Ce que j'aime dans la campagne où je vis, plus que ma maison, c'est le bout de nature attenant que j’appelle le "jardin".
Il y a peu, arbres, pelouse, massifs et "espace à jardiner", ont été mis en place sans atermoyer. Pas question alors de perdre plus d'une saison.
Aujourd'hui, l’ensemble est à peu près harmonieux mais il ne me convient pas.
J'ai donc entrepris d'en modifier l’organisation, de redéfinir des contours, de transférer en pleine terre des plantes et des petits arbustes qui vivotaient en pots et qu’avec lassitude, je ne cesse d'arroser l'été et de rempoter chaque printemps.
Je remanie ce qui est en place et qui peut encore bouger.
Je viens de reconfigurer le potager, trop difficile à entretenir. Mais sans grand effort cérébral, en réduisant le vaste rectangle à un petit carré. Une végétation folle dominée par les chardons concurrençait, sans grande lutte, mes légumes et prenait sur eux un avantage funeste, les empêchant de trouver leur place ou en contrariant leur croissance. Travailler la terre, collante par temps humide, dure sous la chaleur, est une affaire ardue.
La complexité et l’extrême rigueur de l'œuvre verte, géométrique, experte et belle de mon voisin le jardinier, m'ont dissuadé de tenter d'en adopter les principes d'ordonnancement : lignes droites sans défaut, tunnels amovibles de protection et de réchauffement, dispositif contre les vents, cultures protectrices d'autres végétaux, pérennité des productions...

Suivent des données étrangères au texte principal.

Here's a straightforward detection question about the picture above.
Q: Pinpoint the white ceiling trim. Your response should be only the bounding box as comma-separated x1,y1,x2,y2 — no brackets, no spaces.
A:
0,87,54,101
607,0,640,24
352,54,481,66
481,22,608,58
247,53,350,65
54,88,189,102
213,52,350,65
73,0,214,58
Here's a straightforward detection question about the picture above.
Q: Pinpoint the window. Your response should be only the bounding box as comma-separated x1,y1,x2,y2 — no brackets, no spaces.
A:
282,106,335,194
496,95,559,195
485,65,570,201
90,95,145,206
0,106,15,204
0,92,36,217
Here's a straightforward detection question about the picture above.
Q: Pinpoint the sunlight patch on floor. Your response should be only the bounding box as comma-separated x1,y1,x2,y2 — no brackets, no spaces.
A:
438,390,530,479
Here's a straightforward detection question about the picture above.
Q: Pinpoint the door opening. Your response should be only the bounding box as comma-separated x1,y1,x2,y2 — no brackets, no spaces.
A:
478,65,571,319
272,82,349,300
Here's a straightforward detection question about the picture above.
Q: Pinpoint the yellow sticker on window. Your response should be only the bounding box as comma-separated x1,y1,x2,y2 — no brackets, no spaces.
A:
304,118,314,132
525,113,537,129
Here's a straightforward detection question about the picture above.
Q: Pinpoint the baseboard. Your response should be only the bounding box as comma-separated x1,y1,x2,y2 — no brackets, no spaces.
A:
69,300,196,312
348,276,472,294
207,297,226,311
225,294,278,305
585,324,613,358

Pas question non plus donc d'y créer un séduisant désordre, un fouillis savant et poétique... faute d’irrésistible inspiration. Seulement d'une année l'autre, veiller à alterner les cultures. Réfléchir un peu, calculer à peine, ne pas laisser trop de place à l'imagination. Aller vite et bien.

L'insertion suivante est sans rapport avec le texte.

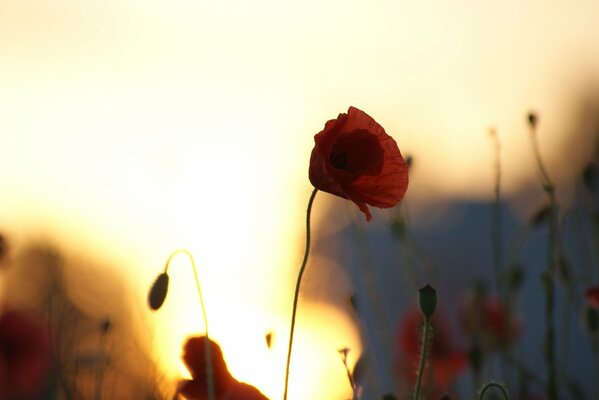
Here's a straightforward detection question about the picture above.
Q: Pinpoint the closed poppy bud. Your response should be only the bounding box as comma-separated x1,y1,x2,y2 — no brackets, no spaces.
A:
418,284,437,318
148,272,170,310
527,112,538,129
308,107,409,221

Une bande dédiée aux herbes fines et quatre ou cinq cultures de saisons suffiront. L'été, des tomates, des courgettes, des aubergines, des haricots. Des concombres ? L'hiver, une variété, voire une deuxième, pas davantage. Des fèves par exemple. Plus jamais l'ail, ni l'oignon, trop d’attente, trop de soins. Le tout disposé avec application mais sans égard pour les normes "à la française" des jardins d'antan et d'à côté. Il faudra cependant que le tout me plaise et soit d'un accès facilitant l’entretien et la cueillette.

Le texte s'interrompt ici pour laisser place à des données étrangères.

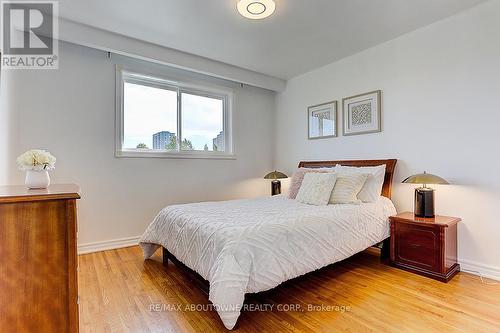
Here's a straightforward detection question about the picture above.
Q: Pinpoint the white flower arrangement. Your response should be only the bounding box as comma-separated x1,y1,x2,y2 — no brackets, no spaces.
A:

Dans l'aire maraîchère libérée par l'opération de resserrement, travailler le terrain, l’ameublir, extraire les racines des chardons semblables à de longues mèches profondément enfouies dans la matière, réserver les emplacements destinés à recevoir les petits arbres et les plantes vivaces une fois libérés de leur pot, les placer, les arroser abondamment, ratisser, amender la parcelle au moyen du terreau issu du compost, disposer les graines du futur gazon, se débarrasser en déchetterie des dizaines de kilos de cailloux amenés en surface et extraits d'abord à la pelle, puis par poignées et enfin l'un après l'autre, avec deux fois deux doigts.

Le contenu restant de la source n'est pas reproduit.